Instead of searching for the perfect cup of coffee, Reacher is sleeping on a tour bus crossing South Dakota in a deadly blizzard when a brush of fate slams the bus into a ditch and lands him in a small town with a big problem. A biker gang has settled outside of town and is selling meth. A retired librarian is the star eyewitness to busting up the gang and is under watch 24/7 by the local police who expect a big gun to come to town to take out the witness. But the police are under orders to cover the nearby prison if the prison siren goes off, leaving their storybook grandma witness unprotected.
Know anyone with previous bodyguard experience? Or Secret Service experience? Or FBI experience? Or can dig swimming pools by hand? Perhaps lacking in social skills with fists as big as hams?
Child’s distinctive voice is spare yet nails the key details that create rich scenes with a minimum of words that consistently place his novels on The New York Times top ten lists. He wields South Dakota weather as a deadly secondary character. The freezing temperature combined with wind chill is ominous every time a person steps outside. I found it more threatening to Reacher’s life than the Mexican drug lord who holds a Heckler &Koch MP5 to Reacher’s face. Of course Reacher evens those odds with a flashlight, brains, and brute strength.
Reminiscent of Bill Bixby on TV as the homeless Incredible Hulk, in each novel Reacher steps up when strangers need his unusual talents and then he moves on, leaving me to picture lonely Bill Bixby trudging down the road at the end of each TV episode, the poignant theme song playing in my head. But that is not the way 61 HOURS ends. I won’t give spoilers, but I will say my jaw dropped at the end of this book. Fans will call 61 HOURS one of the most surprising books of 2010.

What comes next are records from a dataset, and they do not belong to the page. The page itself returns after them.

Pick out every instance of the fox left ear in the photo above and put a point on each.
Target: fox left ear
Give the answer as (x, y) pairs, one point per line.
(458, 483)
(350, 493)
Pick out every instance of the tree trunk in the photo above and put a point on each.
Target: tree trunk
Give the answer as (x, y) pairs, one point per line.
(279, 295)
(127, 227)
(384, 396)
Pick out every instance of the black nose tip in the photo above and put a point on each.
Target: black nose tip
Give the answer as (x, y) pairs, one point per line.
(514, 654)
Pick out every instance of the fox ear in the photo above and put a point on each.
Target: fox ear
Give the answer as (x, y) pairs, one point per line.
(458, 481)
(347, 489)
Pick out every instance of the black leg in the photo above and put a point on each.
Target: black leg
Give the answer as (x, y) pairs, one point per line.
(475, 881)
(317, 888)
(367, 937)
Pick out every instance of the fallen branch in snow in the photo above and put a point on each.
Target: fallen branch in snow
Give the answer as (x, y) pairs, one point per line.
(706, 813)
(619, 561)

61 HOURS will be published in the US on May 18, 2010. Yep, I got an advance reader’s copy and will consider large monetary bribes for a peek at it. If you want to pay steep shipping fees to get your hands on an early copy, the book will be available in Australia on March 10th and in the UK on March 18th. Lee Child will be the featured author of the month on TheNovelBlog.com in May.